In one of my favorite movies, Cinderella Man, the Great Depression forces down-and-out boxer Jim Braddock (Russell Crowe) to go on relief—what we know today as welfare. Returning to the ring, he wins a large sum of money, goes back to the relief office, and then repays the money given him by the government.

Sounds fake, right? Just a made-up scene for a film to put the hero in a good light?

But it actually happened. Ashamed of having to go on relief, the real-life Braddock repaid what he regarded as a debt he owed to the government once his earnings increased from fighting in the ring. He did so secretly, but later the press found out and made headlines of his gesture, increasing his popularity among Americans.

Few Americans today pay back the welfare benefits they’ve received. The great bulk of them, I suspect, lack the means to do so, and for those who become financially successful such a thought probably never enters their mind.

Which brings me to Joe Biden’s 1.6 trillion proposal to cancel student debt. “Not only will plumbers be paying for the educations of rich lawyers and activists with junk degrees, everyone will be paying for it through higher inflation,” Monica Showalter writes at the American Thinker.

$1.6 trillion is the kind of number that’s been out there in the five or six federal spending packages that Democrats have moved through Congress dating from the Obama era, and the real reason why inflation is so high all over the place. Biden is blaming Putin and Big Oil for the current inflation, but those are smokescreens. Inflation is always and everywhere a monetary phenomenon, as Milton Friedman has famously said, so the $1.6 trillion debt forgiveness will have to be financed by more money printing from the Federal Reserve. Net result? More inflation baked into the cake to filter down through society.

Moreover, Showalter rightly opines that such a move is unconstitutional. “The whole thing would be done with Joe’s pen and phone, bypassing the democratic process entirely by getting around Congress, which constitutionally holds the power of the purse.”

Like many of us, Showalter also wonders if Biden’s move is an attempt to draw younger voters back into his camp. Cancel federal student loan debt, the argument goes, and out of appreciation young people—and even not-so-young people who are still paying off their student loans—will vote for Joe Biden and his party in the upcoming elections of 2022 and 2024.

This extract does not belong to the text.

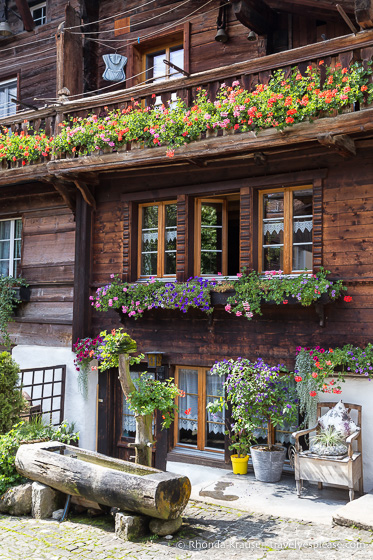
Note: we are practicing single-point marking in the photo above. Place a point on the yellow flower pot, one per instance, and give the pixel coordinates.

Don’t fall for this ploy. This administration isn’t acting out of compassion for you who are carrying student debt. This is, pure and simple, a bribe for your vote. If this proposal carries and your loan is forgiven, good for you, I guess. Just keep in mind that the president and his crew are hoping to buy your vote.

Next, know that this loan money doesn’t just vanish. Someone has to pay the bill, and that someone is the U.S. taxpayer. Your parents, your grandparents, your friend and relatives, will all be paying to get you off the hook. And you’ll be paying too for years to come, because $1.6 trillion will only increase the rate of inflation.

And please don’t tell the rest of us that you were too young and dumb when you accepted these loans or that you were somehow tricked. You embarrass yourself with that argument. You were old enough to sign on the dotted line. You were old enough to vote, to drive a car, to have a bank account all your own. You were old enough, in other words, for the rest of society to consider you an adult.

So have some pride and accept some responsibility for your decision to go into debt. Otherwise, you are allowing your government to label you as infantile. George Washington was a surveyor on the frontier at age 17; Thomas Edison was 21 when he filed for his first patent; this year, British-Belgium teen Zara Rutherford, age 19, became the youngest woman to fly solo around the world. Compared to such men and women, do you really want the government to serve as your mommy and protector?

Reject the nanny state. Whatever happens with your student loan, cast aside that dependence on the government. Be your own person, and strive to make a life by your own efforts.